Economists polled by The Wall Street Journal had forecast a 0.3% advance.
The core producer price index, which excludes volatile food, energy prices, and trade services rose 0.2% in September for the second straight month.
Over the past year, headline PPI is up 2.2% in September, up from 2% in the prior month. This is the highest rate since April.
Core prices are up 2.8% from a year earlier, down slightly from 2.9% in August.
Key details: For the second straight month, goods prices outpaced service costs, a break in the recent trend.
The cost of goods rose 0.9% in September after a 2% gain in the prior month.
The cost of services rose 0.3% last month, up slightly from 0.2% in August.
Energy prices rose 3.3% in September, down from a 10.3% gain in the prior month but still a strong gain.
Wholesale food prices jumped 0.9% after a 0.5% fall in the prior month.
Big picture: The inflation data was hotter than expected but still well below readings recorded a year ago.
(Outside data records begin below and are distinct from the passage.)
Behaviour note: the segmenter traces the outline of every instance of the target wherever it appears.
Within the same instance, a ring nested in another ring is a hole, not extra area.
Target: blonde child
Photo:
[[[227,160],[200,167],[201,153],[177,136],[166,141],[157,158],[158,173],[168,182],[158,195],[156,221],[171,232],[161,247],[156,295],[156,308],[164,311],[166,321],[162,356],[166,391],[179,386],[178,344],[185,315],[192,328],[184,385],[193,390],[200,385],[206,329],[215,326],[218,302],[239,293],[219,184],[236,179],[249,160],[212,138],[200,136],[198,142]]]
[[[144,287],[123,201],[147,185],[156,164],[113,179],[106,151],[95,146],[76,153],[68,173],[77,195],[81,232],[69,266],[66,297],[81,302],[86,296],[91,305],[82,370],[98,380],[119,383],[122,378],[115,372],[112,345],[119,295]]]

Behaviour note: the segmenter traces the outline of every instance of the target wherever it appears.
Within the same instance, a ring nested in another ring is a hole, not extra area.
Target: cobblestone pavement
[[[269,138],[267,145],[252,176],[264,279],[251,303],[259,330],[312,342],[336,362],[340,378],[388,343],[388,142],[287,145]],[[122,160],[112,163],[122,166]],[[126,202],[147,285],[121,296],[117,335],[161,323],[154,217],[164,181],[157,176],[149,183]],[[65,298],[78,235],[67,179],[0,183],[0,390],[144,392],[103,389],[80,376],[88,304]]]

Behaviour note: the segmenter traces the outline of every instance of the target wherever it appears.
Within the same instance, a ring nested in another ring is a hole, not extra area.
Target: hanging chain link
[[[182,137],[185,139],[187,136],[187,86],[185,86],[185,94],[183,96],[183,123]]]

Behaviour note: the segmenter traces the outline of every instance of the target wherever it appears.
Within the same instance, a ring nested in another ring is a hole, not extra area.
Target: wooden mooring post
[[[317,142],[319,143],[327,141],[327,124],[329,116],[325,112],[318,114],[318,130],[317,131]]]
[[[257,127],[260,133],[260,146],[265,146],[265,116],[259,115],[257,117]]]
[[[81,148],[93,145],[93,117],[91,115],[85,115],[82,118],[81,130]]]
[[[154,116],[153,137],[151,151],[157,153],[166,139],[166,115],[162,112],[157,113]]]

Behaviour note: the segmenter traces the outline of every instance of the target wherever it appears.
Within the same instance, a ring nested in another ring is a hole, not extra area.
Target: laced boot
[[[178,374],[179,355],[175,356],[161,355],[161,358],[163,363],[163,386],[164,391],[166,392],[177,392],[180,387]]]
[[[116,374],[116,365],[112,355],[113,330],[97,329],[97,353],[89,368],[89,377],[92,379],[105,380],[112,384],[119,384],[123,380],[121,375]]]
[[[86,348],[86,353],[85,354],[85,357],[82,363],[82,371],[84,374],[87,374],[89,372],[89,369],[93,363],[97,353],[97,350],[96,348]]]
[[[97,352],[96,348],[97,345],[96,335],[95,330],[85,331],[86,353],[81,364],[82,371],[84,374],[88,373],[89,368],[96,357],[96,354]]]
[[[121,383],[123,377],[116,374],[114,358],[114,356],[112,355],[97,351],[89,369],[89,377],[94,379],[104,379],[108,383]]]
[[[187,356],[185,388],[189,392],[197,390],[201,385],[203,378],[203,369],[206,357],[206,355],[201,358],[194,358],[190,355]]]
The PPI report is getting more attention because it is coming before the critical consumer inflation report for Thursday.
What are they saying? “Overall, these data likely do not change the outlook for Fed policy. Our baseline remains that rates are at a peak. For the Fed, geopolitical developments will be an additional risk factor which will likely keep policymakers proceeding cautiously going forward, said Rubeela Farooqi, chief U.S. economist at High Frequency Economics.
Market reaction: Stocks
were set to open higher Wednesday while the 10-year Treasury yield
gave back some of its losses after the PPI report but was still down 7 basis points to 4.59%.